One of the main reasons VMware may be losing steam is its pricing--specially in Europe, where European customers are "quite bothered by large VMware price increases" while Microsoft's Hyper-V is free, says Joe Clabby, president, Clabby Analytics, a research firm focused on infrastructure, OSes and hardware. While Hyper-V lags in performance, he says, the product is becoming better integrated with Microsoft systems and software management environments. Clabby maintains that some VMware customers are also looking elsewhere because of a need to integrate the Windows tier with other systems environments, and that an interest in open source environments seems to be growing.
That's a view shared by Jake McTigue, IT manager for Carwild, a manufacturer of medical-grade polyurethane hydrophilic foam products. In an August 2011 InformationWeek report, Hypervisor Alternatives: Putting the Squeeze on VMware, McTigue wrote that both Hyper-V and XenServer from Citrix can match VMware's ESX hypervisor in areas such as live migration, high availability, virtual networking and guest OS support for less money. Like Clabby, McTigue says, "Microsoft also links virtualization management into its overall systems management platform, rather than forcing IT to operate a separate management console for virtual machines."
While McTigue says VMware is still the lead platform for server virtualization in half of companies, according to an InformationWeek Analytics Virtualization Security survey, he expects "Microsoft and Citrix's numbers to increase over time because the two companies have narrowed the features and functions gap between their products and VMware's." McTigue, who is also a senior consulting network engineer for NSI, also points out that it is unlikely that enterprise organizations will standardize on a single hypervisor.
Clabby notes that there has been steady growth in Hyper-V market share, but in the low and midmarket, as opposed to the more lucrative enterprise level. And the reason enterprises have not rushed into Hyper-V adoption, he says, is that it remains behind VMware in terms of performance and certain features.
A newcomer in the virtualization arena is open source KVM (Kernel-based Virtual Machine), a virtual machine implementation that exploits an operating system's kernel. In May 2011, IBM and Red Hat, along with several other vendors, formed the Open Virtualization Alliance (OVA), an organization chartered with promoting KVM adoption. KVM has been ported to Intel VT-x and AMD-V; it has also been ported to S/390 architecture (IBM's System z mainframe environment); PowerPC microprocessors and IA-64. An ARM (advanced RISC machine) port is in progress, according to Clabby.
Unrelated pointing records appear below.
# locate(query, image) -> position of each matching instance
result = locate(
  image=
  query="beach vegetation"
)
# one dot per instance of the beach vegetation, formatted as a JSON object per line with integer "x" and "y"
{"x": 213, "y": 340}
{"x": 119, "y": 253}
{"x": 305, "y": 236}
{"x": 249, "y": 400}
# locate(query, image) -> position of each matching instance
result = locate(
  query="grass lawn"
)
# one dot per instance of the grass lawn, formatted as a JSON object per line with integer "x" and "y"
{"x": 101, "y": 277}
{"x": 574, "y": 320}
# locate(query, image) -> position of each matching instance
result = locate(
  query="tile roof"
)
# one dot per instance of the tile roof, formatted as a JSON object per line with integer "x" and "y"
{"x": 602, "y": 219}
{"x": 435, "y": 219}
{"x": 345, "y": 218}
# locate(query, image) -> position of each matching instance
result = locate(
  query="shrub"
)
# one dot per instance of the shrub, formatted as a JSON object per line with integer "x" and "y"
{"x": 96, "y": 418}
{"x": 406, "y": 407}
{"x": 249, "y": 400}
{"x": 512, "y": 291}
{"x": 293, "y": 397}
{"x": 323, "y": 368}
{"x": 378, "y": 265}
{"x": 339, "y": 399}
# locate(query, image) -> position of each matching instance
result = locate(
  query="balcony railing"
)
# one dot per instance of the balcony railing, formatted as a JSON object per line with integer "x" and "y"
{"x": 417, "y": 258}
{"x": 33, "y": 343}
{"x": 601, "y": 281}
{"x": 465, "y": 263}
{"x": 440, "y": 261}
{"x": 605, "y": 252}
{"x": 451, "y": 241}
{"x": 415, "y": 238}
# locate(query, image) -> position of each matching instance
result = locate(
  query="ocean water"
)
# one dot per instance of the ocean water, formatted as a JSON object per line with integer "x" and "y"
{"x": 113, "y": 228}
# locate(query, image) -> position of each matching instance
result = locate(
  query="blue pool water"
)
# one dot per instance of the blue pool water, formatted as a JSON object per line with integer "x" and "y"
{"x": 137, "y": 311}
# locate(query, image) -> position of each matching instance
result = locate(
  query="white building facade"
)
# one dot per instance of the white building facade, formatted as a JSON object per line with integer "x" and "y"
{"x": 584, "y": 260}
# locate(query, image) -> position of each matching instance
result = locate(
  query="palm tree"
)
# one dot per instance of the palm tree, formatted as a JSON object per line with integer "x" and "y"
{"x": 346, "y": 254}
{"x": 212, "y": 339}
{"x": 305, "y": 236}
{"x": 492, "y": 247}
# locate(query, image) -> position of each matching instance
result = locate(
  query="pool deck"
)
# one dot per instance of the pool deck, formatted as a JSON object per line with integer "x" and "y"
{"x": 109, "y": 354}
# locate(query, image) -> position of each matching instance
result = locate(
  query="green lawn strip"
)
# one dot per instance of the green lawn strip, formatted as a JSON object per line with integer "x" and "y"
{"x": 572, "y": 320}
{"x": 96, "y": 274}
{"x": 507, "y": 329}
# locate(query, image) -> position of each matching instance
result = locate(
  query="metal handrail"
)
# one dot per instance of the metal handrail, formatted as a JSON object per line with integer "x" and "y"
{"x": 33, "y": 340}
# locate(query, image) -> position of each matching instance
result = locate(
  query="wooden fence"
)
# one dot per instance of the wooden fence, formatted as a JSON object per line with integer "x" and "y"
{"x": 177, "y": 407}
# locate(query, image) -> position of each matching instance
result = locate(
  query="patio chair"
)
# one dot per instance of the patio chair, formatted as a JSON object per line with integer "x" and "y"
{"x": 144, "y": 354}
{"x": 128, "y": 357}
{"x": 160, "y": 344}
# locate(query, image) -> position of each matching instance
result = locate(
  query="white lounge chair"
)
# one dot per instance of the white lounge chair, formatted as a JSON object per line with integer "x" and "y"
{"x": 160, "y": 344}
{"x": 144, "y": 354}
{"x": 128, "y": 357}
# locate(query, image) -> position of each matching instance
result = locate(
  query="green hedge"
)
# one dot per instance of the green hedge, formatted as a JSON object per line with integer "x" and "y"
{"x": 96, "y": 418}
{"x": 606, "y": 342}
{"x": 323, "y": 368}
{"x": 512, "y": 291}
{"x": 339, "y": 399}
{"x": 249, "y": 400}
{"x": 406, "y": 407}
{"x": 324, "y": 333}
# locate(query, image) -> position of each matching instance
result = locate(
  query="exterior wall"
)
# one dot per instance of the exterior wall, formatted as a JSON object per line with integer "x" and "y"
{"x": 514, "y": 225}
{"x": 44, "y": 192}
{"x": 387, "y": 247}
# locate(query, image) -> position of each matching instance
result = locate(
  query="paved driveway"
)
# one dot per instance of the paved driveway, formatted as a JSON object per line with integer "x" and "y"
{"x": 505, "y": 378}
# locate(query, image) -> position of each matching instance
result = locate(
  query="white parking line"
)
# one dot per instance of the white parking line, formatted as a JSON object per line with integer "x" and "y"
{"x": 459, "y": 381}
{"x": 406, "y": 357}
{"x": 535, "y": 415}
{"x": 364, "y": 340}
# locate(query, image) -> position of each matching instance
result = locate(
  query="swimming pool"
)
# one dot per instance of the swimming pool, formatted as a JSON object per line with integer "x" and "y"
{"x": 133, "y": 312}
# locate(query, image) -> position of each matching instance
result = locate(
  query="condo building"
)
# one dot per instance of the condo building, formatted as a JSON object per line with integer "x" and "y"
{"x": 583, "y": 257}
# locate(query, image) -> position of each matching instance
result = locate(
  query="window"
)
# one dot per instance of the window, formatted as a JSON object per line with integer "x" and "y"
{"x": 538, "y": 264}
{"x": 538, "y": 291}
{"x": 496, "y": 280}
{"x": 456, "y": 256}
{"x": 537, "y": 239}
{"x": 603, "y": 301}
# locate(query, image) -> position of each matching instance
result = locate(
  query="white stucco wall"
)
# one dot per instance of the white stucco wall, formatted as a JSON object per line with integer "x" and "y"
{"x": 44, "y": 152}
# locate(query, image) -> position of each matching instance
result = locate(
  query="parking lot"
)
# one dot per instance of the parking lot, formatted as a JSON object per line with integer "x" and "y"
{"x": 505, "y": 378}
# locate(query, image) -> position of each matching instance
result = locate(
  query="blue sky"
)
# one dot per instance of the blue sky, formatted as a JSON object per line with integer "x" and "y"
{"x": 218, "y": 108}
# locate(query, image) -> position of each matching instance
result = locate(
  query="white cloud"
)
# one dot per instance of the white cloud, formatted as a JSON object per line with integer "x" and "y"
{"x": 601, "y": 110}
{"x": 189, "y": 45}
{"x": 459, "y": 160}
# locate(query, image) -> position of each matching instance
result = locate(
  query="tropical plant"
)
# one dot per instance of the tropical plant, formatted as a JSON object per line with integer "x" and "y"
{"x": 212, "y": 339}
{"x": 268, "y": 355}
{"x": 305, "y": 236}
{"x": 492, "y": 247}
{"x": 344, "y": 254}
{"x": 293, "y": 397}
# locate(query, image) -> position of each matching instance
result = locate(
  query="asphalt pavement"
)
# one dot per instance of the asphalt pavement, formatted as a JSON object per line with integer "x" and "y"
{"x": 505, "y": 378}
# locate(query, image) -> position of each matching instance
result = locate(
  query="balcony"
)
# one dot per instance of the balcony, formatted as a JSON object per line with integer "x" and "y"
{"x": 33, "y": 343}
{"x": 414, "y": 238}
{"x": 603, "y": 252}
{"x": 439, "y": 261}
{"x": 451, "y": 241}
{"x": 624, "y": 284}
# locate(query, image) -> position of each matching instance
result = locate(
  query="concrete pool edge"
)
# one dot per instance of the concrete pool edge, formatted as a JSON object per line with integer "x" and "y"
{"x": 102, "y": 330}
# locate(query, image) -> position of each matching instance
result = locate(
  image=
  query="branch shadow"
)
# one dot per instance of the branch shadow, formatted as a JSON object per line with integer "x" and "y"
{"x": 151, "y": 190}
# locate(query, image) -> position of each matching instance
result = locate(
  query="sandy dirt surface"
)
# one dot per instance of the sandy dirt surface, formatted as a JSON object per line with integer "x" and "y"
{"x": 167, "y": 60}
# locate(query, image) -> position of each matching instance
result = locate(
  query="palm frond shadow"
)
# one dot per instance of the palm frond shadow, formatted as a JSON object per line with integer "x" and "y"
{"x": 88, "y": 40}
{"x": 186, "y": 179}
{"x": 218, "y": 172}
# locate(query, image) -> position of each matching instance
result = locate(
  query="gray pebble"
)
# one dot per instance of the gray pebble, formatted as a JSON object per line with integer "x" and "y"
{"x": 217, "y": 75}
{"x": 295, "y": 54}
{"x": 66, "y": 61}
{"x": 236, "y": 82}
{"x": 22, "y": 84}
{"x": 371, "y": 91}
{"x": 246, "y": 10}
"There is huge growth potential for KVM--to date, 241 vendors have joined OVA, despite the seemingly overwhelming market share already claimed by VMware, Microsoft and Citrix,'' Clabby says. Despite criticism that KVM is "too little/too late," he points to the fact that Microsoft's virtualization market share was in the single digits when it launched Hyper-V in 2008, and it is now it is expected to reach a 27% market share. "What has happened is that Microsoft's product has matured, and demand by users of Microsoft's other software for integrated virtualization solutions has driven Hyper-V's rise,'' says Clabby. "I expect the same thing to happen to KVM." Although it is immature now, KVM will gain steam as people become aware of the cost reductions and performance and management improvements, he claims. "When the worldwide open source community jumps into action," he says, "I think it is going to surprise a lot of people when they see how quickly KVM matures."